E pericolosa per la democrazia è per Scholz la tendenza dei social a ridurre la complessità, ostacolando o impedendo la comprensione del problema e inducendo a prendere posizione e a scontrarsi su un massimalismo sì-no infondato. “I social dove tutti possono scrivere e dire la loro formano un’illusione di democrazia”, dice il presidente del Meeting. I quotidiani devono stare bene attenti a non confondersi con questa deformazione dell’informazione. “Non fermiamoci a tesi-antitesi, cuoricino-non cuoricino”, ammonisce Pini.

“Non abdichiamo al buon italiano che a differenza degli inglesismi è la lingua della complessità e delle sfumature”, suggerisce Sommella. Molinari vede questa strada: “Sviluppare l’inserimento dei diritti dell’informazione nel mondo digitale, secondo il modello europeo indicato dalla Merkel in contrapposizione a quello cinese (totalmente regolato dal partito) e quello americano (senza regole e dominato dai poteri economici). Una nota di ottimismo: la profezia che il web avrebbe eliminato i giornali si è dimostrata falsa.
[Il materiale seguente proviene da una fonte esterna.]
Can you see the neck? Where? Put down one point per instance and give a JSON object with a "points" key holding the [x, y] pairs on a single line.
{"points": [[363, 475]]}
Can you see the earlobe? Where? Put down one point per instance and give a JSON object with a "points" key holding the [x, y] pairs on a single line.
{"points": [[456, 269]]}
Fontana fa presente che oggi il New York Times ha oltre 8 milioni di abbonati. “Cioè molti tornano ad apprezzare un’agenda informativa quotidiana strutturata, dove le notizie e le opinioni sono selezionate, gerarchizzate e soprattutto affidabili”.

Identità e pluralismo

Un quotidiano deve avere la sua identità e garantire il pluralismo. Come? L’identità vuol dire una fisionomia propria, riconoscibile; non una identità faziosità e monolitica, in cui i lettori sono quelli che si specchiano nel giornale e basta e viceversa il giornale parla solo ai fans. “Nel giornale – è Fontana che lo sottolinea – uno deve trovare anche ciò che non pensava prima, un’opinione diversa con cui confrontarsi, uno stimolo a conoscere meglio”.  “Se no ci si chiude nella bolla dell’algoritmo”, aggiunge Pini. Un buon giornale è frutto non di un pensiero unico, ma dell’apporto di tutti quelli che ogni mattina danno il proprio contributo di idee, opinioni e proposte nelle riunioni di redazione con il direttore”.

Una volta, vado a memoria, si diceva opera dell’ingegno collettivo. L’ingegno è auspicabile che ci sia. Il collettivo, possibilmente amichevole e collaborativo, non può non esserci.